Hurwood glanced up incuriously, then returned to his work. He had got the lantern's wick lit, and now he lowered the hood over it. The hood was metal, but not featureless - random-looking slits had been cut into it, and they cast lines of light out across the dark sand.

Shandy took a step toward the old man, but Blackbeard was suddenly in front of him. "Afterward, sonny," the pirate said. "He and I are working together right now, and if you try to foul my plans you'll find yourself sitting on the ground trying to stuff your guts back into your belly." He turned to Hurwood. "You about ready?"

"Yes." Hurwood stuck the still-flaming torch upright in the sand and then stood up with the lantern. The square wooden box now hung at his belt like a fishing creel. "Is she well?" he asked Friend.

"Fine," said the fat man. "She just fainted."

"Carry her."

Hurwood raised the lantern in his single hand and stared at the patterns of light-lines it threw onto the sand. After a few seconds of study he nodded and began walking, on a course that led slightly away from the fountain.
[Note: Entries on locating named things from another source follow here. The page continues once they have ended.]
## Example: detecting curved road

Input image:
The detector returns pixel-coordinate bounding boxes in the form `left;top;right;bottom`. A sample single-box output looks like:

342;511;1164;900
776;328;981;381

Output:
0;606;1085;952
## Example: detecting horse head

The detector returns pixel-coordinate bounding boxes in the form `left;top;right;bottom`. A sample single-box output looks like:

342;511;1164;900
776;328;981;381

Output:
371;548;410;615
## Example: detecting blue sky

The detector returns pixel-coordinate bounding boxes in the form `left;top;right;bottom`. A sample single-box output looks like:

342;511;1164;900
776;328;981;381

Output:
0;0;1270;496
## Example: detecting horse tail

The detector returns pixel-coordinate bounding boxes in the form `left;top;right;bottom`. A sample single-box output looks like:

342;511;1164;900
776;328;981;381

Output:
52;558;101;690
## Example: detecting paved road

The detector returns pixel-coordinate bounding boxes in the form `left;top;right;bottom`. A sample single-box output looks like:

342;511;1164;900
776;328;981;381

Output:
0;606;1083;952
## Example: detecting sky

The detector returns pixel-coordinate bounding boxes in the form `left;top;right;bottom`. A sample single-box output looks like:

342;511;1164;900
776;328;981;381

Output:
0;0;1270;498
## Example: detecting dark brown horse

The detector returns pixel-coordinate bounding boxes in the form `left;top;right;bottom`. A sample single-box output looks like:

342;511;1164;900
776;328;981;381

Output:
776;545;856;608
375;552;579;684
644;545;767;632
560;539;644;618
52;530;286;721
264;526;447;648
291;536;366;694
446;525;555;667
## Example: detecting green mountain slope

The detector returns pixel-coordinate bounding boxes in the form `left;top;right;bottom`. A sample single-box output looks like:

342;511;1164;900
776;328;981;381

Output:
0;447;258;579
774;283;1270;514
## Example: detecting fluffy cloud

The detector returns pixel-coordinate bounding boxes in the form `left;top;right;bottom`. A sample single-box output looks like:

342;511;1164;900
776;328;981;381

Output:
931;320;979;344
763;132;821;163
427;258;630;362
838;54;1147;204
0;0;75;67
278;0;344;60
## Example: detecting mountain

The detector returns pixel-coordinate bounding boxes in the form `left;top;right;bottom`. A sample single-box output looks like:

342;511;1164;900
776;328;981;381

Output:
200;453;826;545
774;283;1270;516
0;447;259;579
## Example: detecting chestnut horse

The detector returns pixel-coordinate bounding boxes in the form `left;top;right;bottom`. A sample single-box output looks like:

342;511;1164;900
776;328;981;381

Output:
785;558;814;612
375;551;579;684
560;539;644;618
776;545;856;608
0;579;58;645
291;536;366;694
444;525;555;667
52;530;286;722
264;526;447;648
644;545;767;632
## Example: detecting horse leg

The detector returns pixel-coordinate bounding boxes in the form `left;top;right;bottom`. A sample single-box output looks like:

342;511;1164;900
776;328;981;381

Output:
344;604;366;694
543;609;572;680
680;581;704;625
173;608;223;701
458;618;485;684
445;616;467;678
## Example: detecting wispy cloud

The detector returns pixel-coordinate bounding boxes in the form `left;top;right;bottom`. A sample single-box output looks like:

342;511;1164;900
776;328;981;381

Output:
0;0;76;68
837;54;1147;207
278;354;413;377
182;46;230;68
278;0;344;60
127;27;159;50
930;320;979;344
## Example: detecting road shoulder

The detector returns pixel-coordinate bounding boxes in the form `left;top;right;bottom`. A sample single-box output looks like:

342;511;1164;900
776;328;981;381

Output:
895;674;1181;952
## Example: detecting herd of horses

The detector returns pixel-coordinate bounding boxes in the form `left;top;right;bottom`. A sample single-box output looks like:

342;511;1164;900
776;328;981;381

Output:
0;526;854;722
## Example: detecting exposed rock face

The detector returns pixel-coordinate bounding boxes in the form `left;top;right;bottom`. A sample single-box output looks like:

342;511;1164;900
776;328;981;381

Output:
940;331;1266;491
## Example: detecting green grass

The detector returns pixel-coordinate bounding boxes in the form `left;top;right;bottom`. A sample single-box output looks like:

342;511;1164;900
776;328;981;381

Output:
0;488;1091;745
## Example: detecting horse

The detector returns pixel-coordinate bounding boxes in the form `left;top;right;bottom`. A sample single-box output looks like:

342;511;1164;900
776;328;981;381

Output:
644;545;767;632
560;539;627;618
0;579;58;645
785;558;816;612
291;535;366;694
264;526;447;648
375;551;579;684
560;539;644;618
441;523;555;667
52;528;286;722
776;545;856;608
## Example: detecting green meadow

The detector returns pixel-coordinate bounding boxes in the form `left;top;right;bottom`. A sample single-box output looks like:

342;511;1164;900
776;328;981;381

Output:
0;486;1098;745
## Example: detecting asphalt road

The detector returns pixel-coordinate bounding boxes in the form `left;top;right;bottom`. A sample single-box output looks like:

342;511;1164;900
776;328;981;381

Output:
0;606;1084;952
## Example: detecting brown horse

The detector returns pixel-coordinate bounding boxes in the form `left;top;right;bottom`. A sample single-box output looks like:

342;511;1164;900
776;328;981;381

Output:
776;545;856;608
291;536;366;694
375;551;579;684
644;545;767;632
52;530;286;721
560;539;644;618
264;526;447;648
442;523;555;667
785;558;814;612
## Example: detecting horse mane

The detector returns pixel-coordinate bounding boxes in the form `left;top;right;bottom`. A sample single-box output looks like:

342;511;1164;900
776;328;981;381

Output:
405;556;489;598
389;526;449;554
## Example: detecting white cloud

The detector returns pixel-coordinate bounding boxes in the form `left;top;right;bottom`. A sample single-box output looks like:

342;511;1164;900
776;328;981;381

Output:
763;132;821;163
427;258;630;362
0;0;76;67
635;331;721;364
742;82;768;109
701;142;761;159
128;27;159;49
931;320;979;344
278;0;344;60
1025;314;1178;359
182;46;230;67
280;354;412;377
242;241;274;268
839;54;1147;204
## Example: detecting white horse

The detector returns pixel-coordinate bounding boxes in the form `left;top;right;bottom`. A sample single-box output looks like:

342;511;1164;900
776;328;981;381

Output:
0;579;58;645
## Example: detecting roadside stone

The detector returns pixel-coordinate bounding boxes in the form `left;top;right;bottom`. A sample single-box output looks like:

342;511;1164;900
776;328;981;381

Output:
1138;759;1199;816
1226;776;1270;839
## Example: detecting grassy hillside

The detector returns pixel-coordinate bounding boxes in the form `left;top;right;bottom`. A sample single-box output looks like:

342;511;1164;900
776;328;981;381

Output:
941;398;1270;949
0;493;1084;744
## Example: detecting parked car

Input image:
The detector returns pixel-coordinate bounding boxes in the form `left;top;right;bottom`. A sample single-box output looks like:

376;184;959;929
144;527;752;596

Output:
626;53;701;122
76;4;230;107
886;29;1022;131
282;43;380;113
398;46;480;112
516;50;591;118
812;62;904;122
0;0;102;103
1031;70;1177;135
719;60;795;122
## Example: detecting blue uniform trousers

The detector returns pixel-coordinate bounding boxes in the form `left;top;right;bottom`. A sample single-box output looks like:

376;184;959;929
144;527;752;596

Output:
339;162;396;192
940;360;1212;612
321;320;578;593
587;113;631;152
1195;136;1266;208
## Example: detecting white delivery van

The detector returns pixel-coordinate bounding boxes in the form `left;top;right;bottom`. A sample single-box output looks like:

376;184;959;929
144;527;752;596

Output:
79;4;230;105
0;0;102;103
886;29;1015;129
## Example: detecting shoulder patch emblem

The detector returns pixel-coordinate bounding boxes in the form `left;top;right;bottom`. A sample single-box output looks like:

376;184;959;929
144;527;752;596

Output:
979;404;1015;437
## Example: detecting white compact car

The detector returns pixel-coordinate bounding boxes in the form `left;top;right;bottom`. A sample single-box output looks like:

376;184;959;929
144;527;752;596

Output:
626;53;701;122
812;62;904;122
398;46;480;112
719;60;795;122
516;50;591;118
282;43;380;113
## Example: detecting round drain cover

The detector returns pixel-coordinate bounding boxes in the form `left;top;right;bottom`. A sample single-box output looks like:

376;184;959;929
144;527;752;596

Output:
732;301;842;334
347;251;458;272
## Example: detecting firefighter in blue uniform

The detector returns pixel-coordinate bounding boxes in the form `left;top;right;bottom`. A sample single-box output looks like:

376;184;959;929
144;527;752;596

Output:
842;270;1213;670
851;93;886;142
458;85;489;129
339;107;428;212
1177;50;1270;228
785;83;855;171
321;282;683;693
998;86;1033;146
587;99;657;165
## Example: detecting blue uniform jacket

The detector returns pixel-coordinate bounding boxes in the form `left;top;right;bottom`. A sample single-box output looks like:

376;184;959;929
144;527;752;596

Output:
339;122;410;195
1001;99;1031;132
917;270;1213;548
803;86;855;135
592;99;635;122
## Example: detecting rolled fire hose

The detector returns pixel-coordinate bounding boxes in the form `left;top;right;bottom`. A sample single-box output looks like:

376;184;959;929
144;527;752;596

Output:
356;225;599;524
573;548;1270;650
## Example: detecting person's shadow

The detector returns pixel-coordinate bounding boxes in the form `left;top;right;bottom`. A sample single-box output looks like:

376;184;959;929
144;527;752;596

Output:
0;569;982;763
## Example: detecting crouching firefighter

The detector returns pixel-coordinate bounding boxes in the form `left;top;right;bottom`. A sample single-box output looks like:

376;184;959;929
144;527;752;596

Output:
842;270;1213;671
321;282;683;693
Friend managed to stand up with Beth's limp form draped over his shoulders, though the effort darkened his face. He stumped along after Hurwood, the breath whistling in and out of him, and the rest of the group followed, with Bonnett and the odd boatman lurchingly bringing up the rear.

It wasn't a steady walk. Frequently Hurwood paused to peer at the light-lines and fiercely argue mathematical niceties with Friend, and once Shandy heard Friend point out an error in one of "your Black Newton equations." Several times they led the shuffling group in sharp changes of direction, and for a long while they all just marched around and around in the outline of a square; but Shandy had noticed that, no matter what their apparent direction, the moon never shifted from its position above his left shoulder, and he shivered and wasn't tempted to offer any sarcastic comments.

The torch that Hurwood had planted in the sand was as often visible ahead, or off to one side, as behind them, but every time Shandy looked at it it was farther away. The Fountain itself was so difficult to focus on that he couldn't perceive any change in its distance, but he did notice that the two bridgelike structures had moved closer together.

Then he noticed the crowds. At first he thought they were low fog banks or expanses of water, but when he stared hard at the uneven gray lines on the horizon he saw that they were made up of thousands of figures rushing silently back and forth, their arms waving overhead like a field of grass blades stirred by a night wind. "I should never have believed," said Hurwood softly, pausing in his calculations to look at the distant multitudes, "that death had undone so many."